New York Bathing Beauties Circa 1960
I am enjoying a collection of the miscellaneous writings by Jack Kerouac during his 63 days atop Desolation Peak in Washington State’s Northern Cascades. I have particularly enjoyed the chapters he wrote for a projected (but never completed) novel called Ozone Park in the “Duluoz Legend” series of slightly fictionalized autobiography. Here is a quote from a deleted chapter from a work that Kerouac (called Mister Care Wack by a hobo friend named Slim) abandoned.

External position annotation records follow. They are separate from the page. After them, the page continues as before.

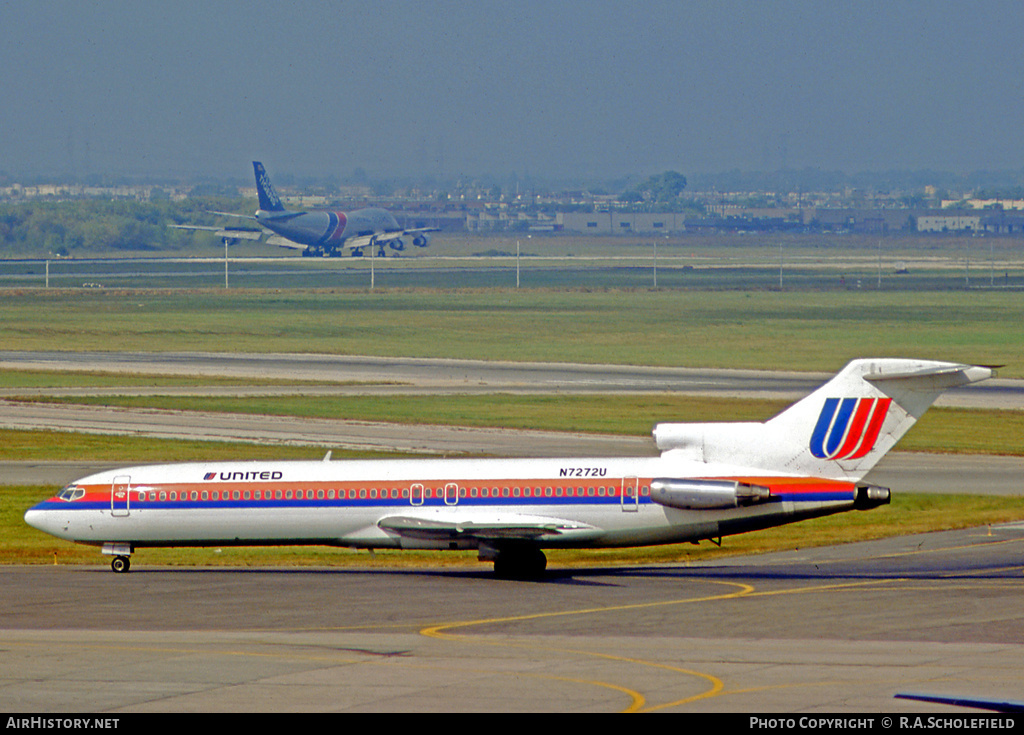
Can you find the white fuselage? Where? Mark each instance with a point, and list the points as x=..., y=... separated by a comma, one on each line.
x=436, y=504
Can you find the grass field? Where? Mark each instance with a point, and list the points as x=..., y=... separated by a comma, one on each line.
x=806, y=331
x=815, y=321
x=944, y=430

O Kerouac, you poor fool, wandering the streets of night in search of romance in the golden nothingness of existence! Foolish as men are, they’re never more foolish than when they’re 21 years old and actually think that they do exist to be loved somehow either by a personal God who bends over them like a Guardian Angel with those wings of a loving destiny (mayhap I still believe that) or by a woman and women He sends to soul-soothe their sad predestined hugeness of being (“I am Jack Kerouac, there’s something about me that never happened before, she will notice it”) and so they sit at the windows of night smoking Frank Sinatra cigarettes, vain as veritable d’Annunzios, beautiful as the sea, mistaken as lost angels, lovable as God, misunderstood as secret saints, yearny as young girls, masculine as rocks and immovable as self-faith. And this is the reason why they eventually do get loved, but not for the reason they imagine to be foremost, their melancholy which they take to be the penalty is really the reward and is gained. A woman sees a man wrapped in self-torture, and when he smiles there’s already no need for smiles and come-ons.
Thoughts of a lonely young man stuck on a mountaintop.